La crise, marquée par l’accumulation de stocks dans les villages et les magasins d’acheteurs, avait suscité des inquiétudes sur les marchés internationaux. Mais les rencontres organisées la semaine dernière ont abouti à un rapprochement historique, avec la perspective d’un abandon de la plainte déposée contre les syndicats.
Cette « paix des braves » a restauré la confiance entre les acteurs d’une filière stratégique pour l’économie nationale. En effet, la Côte d’Ivoire demeure le premier producteur mondial de cacao, matière première essentielle de l’industrie du chocolat.
Dans la foulée, les exportateurs ont repris leurs achats sur le terrain. Les multinationales, jusque-là prudentes, ont recommencé à acquérir des contrats de déblocage à l’exportation. En quelques jours, plusieurs transformateurs installés dans le pays ont acheté des volumes importants auprès du régulateur.
Ces avancées sont le fruit de consultations discrètes mais efficaces entre le Conseil du Café-Cacao et les industriels. Les négociations en cours devraient conduire à une augmentation des volumes de déblocage et à une accélération des flux commerciaux.
L’Organisation interprofessionnelle agricole joue également un rôle clé dans le programme de rachat du stock résiduel détenu par les producteurs et les coopératives. Cette opération devrait permettre d’assainir le marché avant la campagne intermédiaire prévue pour le 1er avril.

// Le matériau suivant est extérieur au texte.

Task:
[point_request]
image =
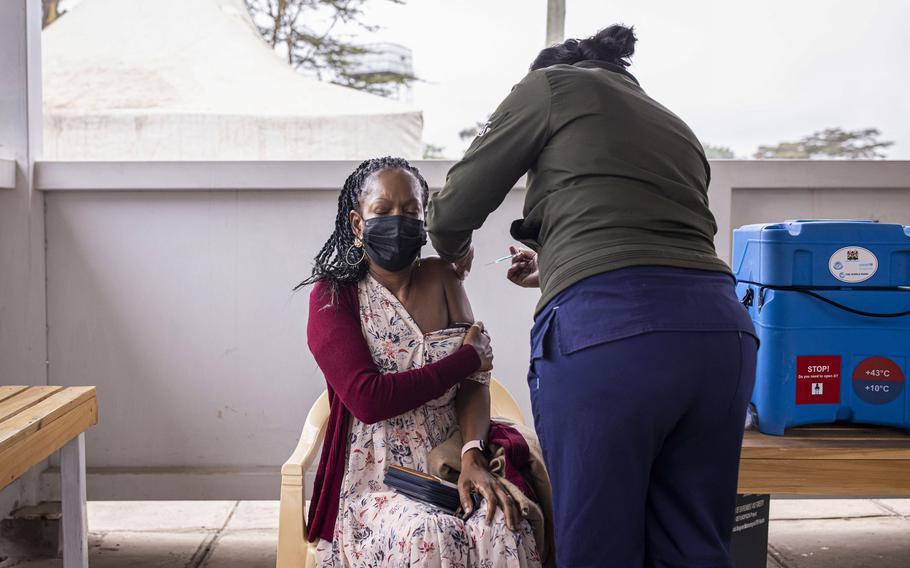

Toutefois, cette reprise intervient dans un contexte mondial difficile, marqué par une forte chute des cours. Depuis janvier 2026, les prix ont perdu plus de 50 %, conséquence d’un ralentissement de la consommation de chocolat.
Malgré cette conjoncture, le président Alassane Ouattara réaffirme sa volonté de protéger les producteurs et de garantir une rémunération équitable, priorité majeure de la politique économique et sociale du gouvernement.